Additionally, the first three chapters establish the relationship between the campus and the war, as Gene, Finny, and the boys in their class are able to flout their status as juniors who are not quite being groomed for enlistment yet. This bubble of youthfulness, supposedly untouched by the war, is the “separate peace” of the title. Jumping out of the tree takes on a different meaning as a teenhood dare rather than an exercise meant to inure future soldiers who might find themselves parachuting out of helicopters. The war itself becomes a game, as evidenced by Finny’s creation of “blitzball,” which is a take on the war, but one in which Finny has total control. As a narrator with hindsight, Gene locates meaning relative to the war in his story. He sees his class as a group of boys that will likely live or die based on the events of World War II.

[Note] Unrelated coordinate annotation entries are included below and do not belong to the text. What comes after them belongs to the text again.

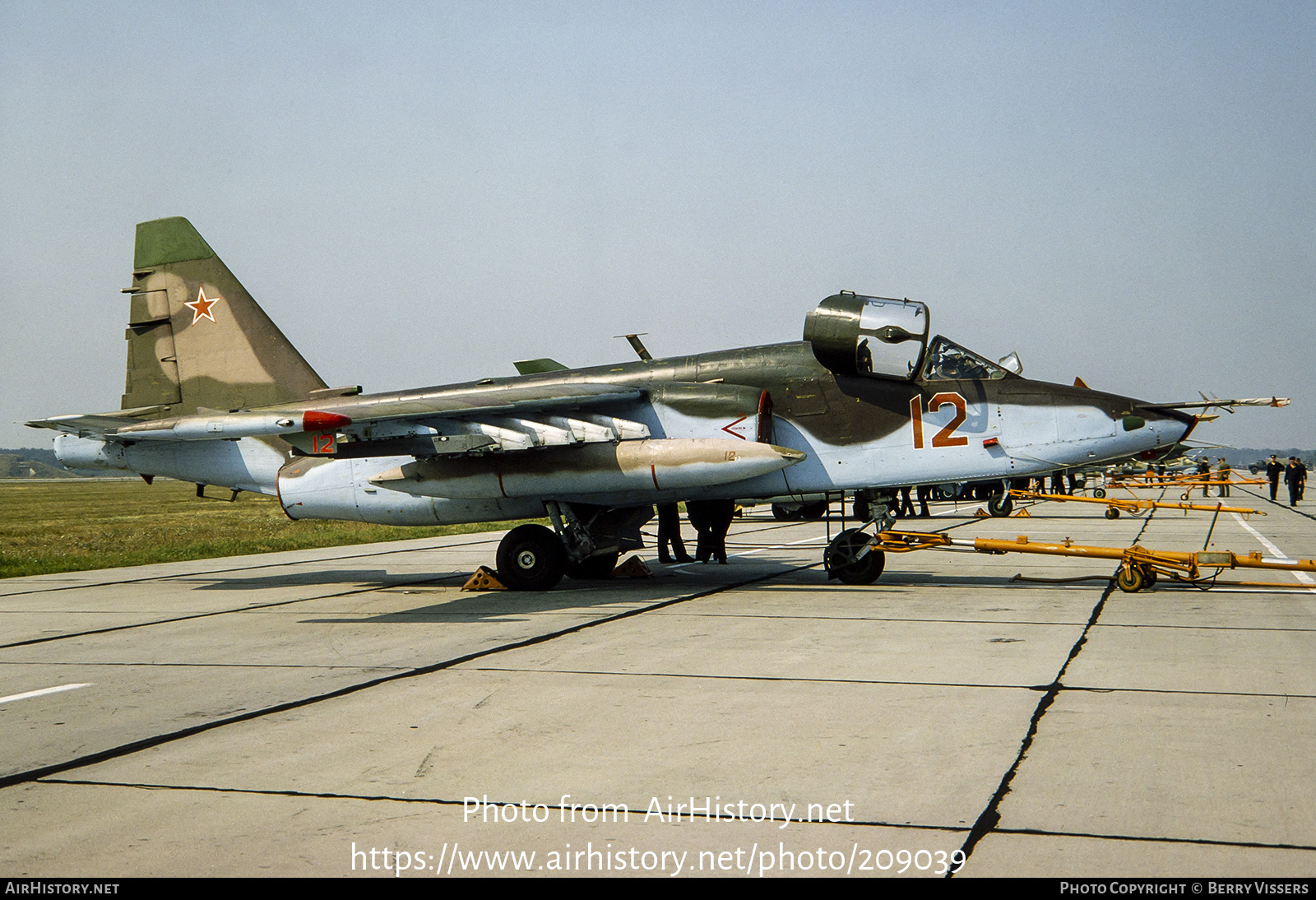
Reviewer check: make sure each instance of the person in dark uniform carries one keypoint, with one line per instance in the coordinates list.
(1274, 469)
(712, 518)
(906, 507)
(1295, 476)
(669, 535)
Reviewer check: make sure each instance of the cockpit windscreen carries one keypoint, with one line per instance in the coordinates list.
(951, 362)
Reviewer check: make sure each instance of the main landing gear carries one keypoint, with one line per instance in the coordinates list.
(852, 559)
(583, 544)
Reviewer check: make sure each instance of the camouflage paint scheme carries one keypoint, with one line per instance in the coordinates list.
(203, 357)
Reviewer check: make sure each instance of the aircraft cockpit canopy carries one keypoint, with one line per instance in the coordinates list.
(951, 362)
(877, 337)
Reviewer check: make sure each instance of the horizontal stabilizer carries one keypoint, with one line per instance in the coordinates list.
(537, 366)
(1219, 404)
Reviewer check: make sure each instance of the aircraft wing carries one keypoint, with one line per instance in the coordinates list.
(98, 424)
(504, 399)
(427, 421)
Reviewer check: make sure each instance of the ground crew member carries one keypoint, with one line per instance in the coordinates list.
(1294, 474)
(669, 535)
(1273, 470)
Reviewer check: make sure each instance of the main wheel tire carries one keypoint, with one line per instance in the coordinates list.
(1129, 578)
(839, 558)
(811, 512)
(531, 558)
(592, 568)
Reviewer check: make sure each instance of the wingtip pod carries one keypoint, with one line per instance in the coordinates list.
(171, 239)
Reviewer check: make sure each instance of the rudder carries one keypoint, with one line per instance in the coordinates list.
(195, 336)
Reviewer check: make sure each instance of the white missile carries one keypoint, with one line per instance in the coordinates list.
(649, 466)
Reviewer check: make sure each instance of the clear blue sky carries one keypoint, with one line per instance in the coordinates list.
(424, 193)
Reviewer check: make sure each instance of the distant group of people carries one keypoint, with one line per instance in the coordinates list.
(1295, 476)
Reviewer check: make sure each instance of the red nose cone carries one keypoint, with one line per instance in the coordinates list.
(313, 420)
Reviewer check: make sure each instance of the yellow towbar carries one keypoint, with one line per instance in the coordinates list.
(1138, 566)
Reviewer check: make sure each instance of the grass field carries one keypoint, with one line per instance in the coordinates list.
(63, 527)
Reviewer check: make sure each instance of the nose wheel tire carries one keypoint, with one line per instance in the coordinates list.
(842, 561)
(531, 558)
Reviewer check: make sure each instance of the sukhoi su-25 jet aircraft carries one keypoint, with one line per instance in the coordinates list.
(868, 401)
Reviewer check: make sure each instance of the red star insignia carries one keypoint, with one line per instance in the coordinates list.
(202, 305)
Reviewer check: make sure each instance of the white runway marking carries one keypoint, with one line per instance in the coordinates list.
(1276, 551)
(44, 691)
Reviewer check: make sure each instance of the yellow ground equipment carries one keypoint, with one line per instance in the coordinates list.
(1133, 505)
(857, 558)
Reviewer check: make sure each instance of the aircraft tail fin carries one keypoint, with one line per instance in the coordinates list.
(195, 336)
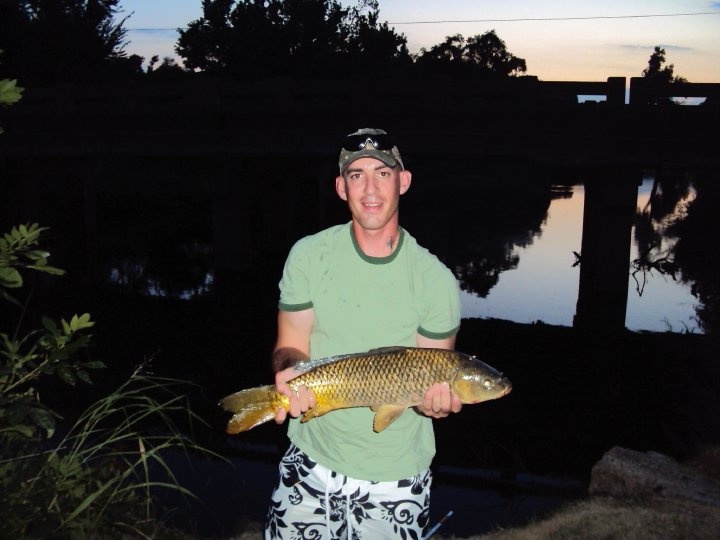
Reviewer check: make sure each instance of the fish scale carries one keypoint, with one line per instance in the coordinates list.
(387, 380)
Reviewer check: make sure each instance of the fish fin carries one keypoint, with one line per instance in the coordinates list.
(386, 415)
(252, 407)
(382, 350)
(317, 410)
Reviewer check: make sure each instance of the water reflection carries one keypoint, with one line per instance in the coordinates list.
(543, 286)
(509, 232)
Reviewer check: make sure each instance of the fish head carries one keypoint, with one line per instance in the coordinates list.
(475, 381)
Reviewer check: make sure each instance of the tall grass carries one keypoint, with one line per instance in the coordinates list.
(99, 481)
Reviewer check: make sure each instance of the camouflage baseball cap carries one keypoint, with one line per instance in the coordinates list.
(369, 142)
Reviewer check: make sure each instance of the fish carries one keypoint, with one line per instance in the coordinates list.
(388, 380)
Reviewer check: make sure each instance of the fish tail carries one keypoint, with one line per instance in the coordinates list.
(252, 407)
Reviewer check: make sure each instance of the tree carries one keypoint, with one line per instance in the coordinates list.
(64, 40)
(484, 55)
(252, 39)
(657, 74)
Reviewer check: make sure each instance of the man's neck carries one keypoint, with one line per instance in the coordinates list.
(380, 243)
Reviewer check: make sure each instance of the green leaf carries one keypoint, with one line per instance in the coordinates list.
(94, 364)
(66, 375)
(9, 277)
(83, 376)
(10, 92)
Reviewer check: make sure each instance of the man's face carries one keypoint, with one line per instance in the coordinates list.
(372, 191)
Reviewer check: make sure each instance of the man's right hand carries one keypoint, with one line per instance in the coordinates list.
(300, 401)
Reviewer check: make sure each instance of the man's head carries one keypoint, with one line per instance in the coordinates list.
(369, 142)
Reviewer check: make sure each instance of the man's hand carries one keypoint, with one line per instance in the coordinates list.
(439, 401)
(300, 401)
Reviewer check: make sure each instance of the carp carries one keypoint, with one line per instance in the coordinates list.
(388, 380)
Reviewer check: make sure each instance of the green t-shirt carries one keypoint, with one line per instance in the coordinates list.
(361, 303)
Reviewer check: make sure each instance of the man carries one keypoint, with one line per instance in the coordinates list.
(351, 288)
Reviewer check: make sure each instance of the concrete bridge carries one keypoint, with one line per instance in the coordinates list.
(83, 132)
(518, 117)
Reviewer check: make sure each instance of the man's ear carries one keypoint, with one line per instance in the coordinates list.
(340, 188)
(405, 181)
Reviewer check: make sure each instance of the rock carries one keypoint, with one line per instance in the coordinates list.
(628, 473)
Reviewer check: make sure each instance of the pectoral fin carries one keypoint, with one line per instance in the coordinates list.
(317, 410)
(386, 415)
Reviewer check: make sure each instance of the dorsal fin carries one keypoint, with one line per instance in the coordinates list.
(309, 365)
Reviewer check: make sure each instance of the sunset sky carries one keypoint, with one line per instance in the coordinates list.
(582, 40)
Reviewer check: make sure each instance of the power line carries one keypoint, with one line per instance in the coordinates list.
(597, 17)
(519, 19)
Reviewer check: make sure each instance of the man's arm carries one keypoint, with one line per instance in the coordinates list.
(292, 346)
(439, 401)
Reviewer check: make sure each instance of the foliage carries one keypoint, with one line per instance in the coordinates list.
(24, 359)
(657, 73)
(64, 40)
(483, 55)
(99, 480)
(10, 92)
(305, 38)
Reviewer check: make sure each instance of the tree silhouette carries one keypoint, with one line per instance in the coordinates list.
(253, 39)
(64, 40)
(484, 55)
(658, 74)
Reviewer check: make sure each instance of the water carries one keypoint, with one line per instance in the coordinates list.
(544, 286)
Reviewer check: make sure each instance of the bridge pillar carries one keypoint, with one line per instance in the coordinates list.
(610, 202)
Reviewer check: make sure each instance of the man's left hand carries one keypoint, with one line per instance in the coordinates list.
(439, 401)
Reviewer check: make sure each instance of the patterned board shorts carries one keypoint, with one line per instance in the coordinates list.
(313, 502)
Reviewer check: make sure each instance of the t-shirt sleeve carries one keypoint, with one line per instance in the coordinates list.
(294, 284)
(440, 303)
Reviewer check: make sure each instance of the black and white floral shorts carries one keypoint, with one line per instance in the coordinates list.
(313, 502)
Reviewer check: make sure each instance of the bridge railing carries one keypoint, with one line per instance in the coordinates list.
(255, 97)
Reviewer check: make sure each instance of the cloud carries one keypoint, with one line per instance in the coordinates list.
(635, 47)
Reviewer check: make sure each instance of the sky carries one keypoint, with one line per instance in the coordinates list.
(582, 40)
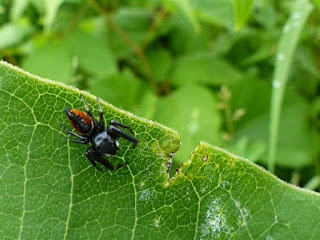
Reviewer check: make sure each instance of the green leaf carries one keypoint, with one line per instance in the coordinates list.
(50, 190)
(287, 44)
(185, 111)
(12, 34)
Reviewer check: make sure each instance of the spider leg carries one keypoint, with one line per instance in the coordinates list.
(82, 138)
(117, 132)
(93, 156)
(116, 123)
(86, 106)
(101, 121)
(77, 141)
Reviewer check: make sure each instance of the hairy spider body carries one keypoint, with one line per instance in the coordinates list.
(104, 141)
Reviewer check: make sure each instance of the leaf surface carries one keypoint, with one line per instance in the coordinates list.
(50, 190)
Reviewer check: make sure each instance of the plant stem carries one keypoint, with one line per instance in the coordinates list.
(287, 45)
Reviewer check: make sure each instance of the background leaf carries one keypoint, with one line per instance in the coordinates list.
(50, 190)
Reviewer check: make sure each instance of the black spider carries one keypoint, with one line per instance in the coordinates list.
(104, 140)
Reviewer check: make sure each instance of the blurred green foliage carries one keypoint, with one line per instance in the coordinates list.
(203, 67)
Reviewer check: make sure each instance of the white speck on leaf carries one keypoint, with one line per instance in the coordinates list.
(146, 195)
(215, 221)
(280, 56)
(276, 83)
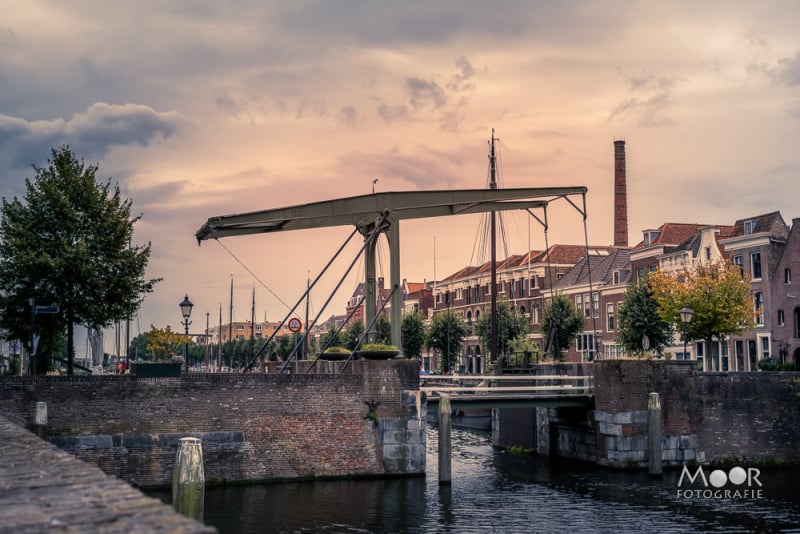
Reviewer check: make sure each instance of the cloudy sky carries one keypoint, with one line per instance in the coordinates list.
(200, 108)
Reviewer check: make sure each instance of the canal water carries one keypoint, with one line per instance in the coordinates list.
(497, 491)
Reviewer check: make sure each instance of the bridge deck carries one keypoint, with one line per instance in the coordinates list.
(559, 391)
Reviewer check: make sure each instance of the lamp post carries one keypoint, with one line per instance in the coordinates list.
(186, 311)
(686, 317)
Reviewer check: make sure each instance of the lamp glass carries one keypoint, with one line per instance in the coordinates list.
(186, 307)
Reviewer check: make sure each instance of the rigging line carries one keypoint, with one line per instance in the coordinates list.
(246, 268)
(374, 233)
(589, 271)
(307, 292)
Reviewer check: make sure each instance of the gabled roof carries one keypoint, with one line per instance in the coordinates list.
(673, 234)
(602, 269)
(415, 287)
(770, 223)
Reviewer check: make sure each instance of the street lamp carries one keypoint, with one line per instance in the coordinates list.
(686, 317)
(186, 311)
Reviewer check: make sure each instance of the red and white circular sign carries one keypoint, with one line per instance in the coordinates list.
(294, 324)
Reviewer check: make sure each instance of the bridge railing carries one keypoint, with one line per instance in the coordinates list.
(544, 385)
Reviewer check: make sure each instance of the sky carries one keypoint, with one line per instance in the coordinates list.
(198, 109)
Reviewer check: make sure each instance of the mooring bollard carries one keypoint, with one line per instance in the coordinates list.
(444, 440)
(40, 419)
(654, 449)
(188, 479)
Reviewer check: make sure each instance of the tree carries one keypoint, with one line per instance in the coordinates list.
(561, 322)
(383, 329)
(69, 243)
(163, 344)
(445, 335)
(511, 324)
(412, 334)
(638, 317)
(717, 292)
(353, 333)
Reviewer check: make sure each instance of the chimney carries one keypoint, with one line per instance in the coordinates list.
(620, 196)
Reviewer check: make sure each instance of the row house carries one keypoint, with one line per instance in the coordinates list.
(597, 285)
(245, 330)
(524, 280)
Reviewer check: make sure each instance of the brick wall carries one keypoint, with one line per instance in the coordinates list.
(253, 427)
(705, 416)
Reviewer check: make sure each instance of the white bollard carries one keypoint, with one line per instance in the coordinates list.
(40, 419)
(188, 479)
(444, 441)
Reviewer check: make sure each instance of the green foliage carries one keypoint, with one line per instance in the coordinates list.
(68, 242)
(383, 329)
(638, 317)
(412, 334)
(331, 338)
(511, 324)
(163, 344)
(445, 336)
(353, 333)
(377, 346)
(561, 322)
(718, 294)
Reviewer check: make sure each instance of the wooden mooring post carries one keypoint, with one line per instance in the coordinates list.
(654, 448)
(444, 441)
(40, 419)
(188, 479)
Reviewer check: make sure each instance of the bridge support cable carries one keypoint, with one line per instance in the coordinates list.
(341, 327)
(309, 287)
(370, 238)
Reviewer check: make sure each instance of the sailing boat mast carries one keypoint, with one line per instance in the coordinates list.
(493, 241)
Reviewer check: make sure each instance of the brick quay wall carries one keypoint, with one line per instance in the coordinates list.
(705, 417)
(253, 427)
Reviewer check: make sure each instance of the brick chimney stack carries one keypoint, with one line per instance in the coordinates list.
(620, 196)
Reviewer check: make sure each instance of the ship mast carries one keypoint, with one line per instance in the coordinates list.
(493, 230)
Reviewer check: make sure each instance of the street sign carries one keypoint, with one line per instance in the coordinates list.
(294, 325)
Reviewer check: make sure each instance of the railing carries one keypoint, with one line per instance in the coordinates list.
(459, 386)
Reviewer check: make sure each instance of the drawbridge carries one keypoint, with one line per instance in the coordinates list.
(381, 213)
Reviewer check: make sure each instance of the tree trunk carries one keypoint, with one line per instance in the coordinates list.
(70, 343)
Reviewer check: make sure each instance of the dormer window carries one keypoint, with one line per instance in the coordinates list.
(650, 236)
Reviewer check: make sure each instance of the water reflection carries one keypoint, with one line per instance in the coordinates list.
(496, 491)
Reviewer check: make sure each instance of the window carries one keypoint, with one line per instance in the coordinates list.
(585, 345)
(755, 265)
(739, 261)
(764, 346)
(610, 317)
(758, 307)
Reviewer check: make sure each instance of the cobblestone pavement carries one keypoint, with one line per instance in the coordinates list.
(44, 489)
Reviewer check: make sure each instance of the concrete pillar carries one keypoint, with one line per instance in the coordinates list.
(654, 452)
(40, 419)
(188, 479)
(444, 441)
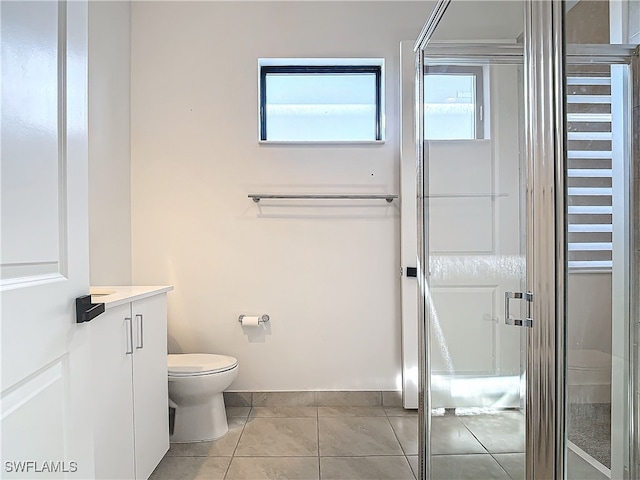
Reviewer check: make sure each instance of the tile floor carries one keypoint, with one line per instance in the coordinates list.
(368, 443)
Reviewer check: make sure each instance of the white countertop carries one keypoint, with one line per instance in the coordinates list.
(113, 296)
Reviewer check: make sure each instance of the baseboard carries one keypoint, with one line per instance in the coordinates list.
(376, 398)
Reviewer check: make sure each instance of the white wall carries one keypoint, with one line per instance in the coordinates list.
(109, 143)
(327, 276)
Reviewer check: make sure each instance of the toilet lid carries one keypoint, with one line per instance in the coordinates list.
(199, 363)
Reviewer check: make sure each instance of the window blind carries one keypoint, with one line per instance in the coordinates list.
(589, 175)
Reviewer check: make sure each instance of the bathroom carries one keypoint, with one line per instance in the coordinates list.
(173, 157)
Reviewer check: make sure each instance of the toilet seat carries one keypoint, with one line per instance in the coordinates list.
(196, 364)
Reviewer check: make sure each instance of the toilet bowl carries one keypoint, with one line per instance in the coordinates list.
(196, 383)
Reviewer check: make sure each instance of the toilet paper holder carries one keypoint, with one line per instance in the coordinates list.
(263, 319)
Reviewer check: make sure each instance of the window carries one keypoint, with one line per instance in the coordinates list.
(453, 102)
(334, 101)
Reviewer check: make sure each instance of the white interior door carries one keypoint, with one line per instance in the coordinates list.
(46, 421)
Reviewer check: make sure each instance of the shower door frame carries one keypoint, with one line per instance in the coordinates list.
(545, 250)
(544, 60)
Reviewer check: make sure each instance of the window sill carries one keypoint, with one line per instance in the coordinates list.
(321, 142)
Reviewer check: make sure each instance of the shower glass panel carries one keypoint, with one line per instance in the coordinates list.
(474, 240)
(600, 340)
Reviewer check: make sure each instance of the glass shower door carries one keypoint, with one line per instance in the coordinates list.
(475, 232)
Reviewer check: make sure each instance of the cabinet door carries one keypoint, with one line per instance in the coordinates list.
(150, 383)
(113, 397)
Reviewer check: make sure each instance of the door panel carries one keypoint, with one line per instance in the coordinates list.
(45, 367)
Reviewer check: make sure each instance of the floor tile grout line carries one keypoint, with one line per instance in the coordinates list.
(233, 454)
(396, 437)
(474, 436)
(501, 466)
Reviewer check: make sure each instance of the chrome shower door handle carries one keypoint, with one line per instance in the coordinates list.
(518, 322)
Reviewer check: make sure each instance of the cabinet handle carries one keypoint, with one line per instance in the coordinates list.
(129, 336)
(140, 325)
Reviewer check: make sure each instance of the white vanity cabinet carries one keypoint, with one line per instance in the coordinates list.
(129, 357)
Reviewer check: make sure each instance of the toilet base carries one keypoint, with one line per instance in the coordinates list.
(200, 423)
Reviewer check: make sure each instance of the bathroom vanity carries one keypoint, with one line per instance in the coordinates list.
(129, 361)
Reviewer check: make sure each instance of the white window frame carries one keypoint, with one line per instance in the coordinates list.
(337, 62)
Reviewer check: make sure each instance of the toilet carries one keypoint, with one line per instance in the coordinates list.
(589, 376)
(196, 383)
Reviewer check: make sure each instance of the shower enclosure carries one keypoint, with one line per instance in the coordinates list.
(527, 354)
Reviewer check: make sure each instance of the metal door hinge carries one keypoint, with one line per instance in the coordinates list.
(518, 322)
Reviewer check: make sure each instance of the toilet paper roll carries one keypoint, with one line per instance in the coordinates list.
(250, 321)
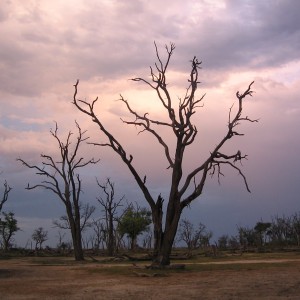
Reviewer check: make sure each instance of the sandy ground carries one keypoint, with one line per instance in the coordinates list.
(23, 279)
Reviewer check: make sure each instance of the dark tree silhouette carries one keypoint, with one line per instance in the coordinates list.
(183, 189)
(39, 236)
(8, 227)
(62, 178)
(110, 207)
(6, 191)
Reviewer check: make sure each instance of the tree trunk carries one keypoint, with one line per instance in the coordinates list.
(111, 242)
(76, 236)
(162, 255)
(157, 214)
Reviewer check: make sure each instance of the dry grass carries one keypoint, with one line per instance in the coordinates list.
(256, 277)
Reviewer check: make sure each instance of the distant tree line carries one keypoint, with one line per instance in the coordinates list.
(281, 231)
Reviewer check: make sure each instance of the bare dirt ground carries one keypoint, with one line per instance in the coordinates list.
(28, 278)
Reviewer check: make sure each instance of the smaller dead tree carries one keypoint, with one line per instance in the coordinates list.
(39, 236)
(6, 191)
(194, 238)
(63, 179)
(110, 207)
(8, 228)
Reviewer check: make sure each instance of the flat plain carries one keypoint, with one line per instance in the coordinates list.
(245, 277)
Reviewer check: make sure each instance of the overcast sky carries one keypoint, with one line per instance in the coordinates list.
(47, 45)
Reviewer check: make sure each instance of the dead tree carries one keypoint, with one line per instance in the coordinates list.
(6, 191)
(110, 207)
(62, 178)
(183, 190)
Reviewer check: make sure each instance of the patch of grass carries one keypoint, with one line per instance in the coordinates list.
(236, 266)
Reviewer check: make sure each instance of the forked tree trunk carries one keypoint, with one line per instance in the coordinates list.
(164, 246)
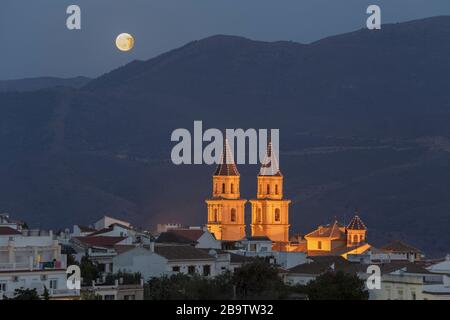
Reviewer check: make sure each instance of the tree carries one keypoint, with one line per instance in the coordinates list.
(189, 287)
(336, 286)
(89, 270)
(259, 280)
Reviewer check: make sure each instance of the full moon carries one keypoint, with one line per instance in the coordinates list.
(125, 42)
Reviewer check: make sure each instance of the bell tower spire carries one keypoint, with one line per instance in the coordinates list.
(270, 212)
(226, 209)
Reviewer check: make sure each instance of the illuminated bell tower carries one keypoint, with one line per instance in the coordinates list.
(356, 232)
(270, 212)
(226, 209)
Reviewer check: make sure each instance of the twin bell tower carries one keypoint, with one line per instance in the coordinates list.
(226, 209)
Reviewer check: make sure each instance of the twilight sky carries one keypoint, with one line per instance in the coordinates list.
(34, 39)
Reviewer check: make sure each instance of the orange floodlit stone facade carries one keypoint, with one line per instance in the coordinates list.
(270, 212)
(226, 209)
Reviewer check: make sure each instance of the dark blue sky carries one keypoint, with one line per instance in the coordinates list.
(35, 42)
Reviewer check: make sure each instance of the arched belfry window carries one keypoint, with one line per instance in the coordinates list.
(277, 215)
(233, 215)
(258, 215)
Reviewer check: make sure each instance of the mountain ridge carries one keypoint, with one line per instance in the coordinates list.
(362, 125)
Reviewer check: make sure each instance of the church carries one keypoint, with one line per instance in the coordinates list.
(270, 213)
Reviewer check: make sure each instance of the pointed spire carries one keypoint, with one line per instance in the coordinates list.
(226, 165)
(270, 165)
(356, 223)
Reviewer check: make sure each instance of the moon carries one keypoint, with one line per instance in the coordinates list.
(124, 42)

For all of the critical generosity that Gene likely affords Finny, he is particularly hard on himself for the unexpressed thoughts and jealousies that he recounts. Knowing Finny’s eventual fate, Gene highlights his own envy. Through the narrative, Gene berates himself for being a bad friend. For instance, when Finny charms his way out of trouble for using the school tie as a belt, Gene admits that he is disappointed to see his friend avoid disciplinary action. At the beach, Finny tells Gene that he is his best friend, and Gene regrets deciding not to say it back, although he also establishes that emotional displays are “the next thing to suicide” (43) for the boys of the Devon School. Gene does not defend his jealousy or uncharitable thoughts and, in fact, asks the reader to hold him accountable for them.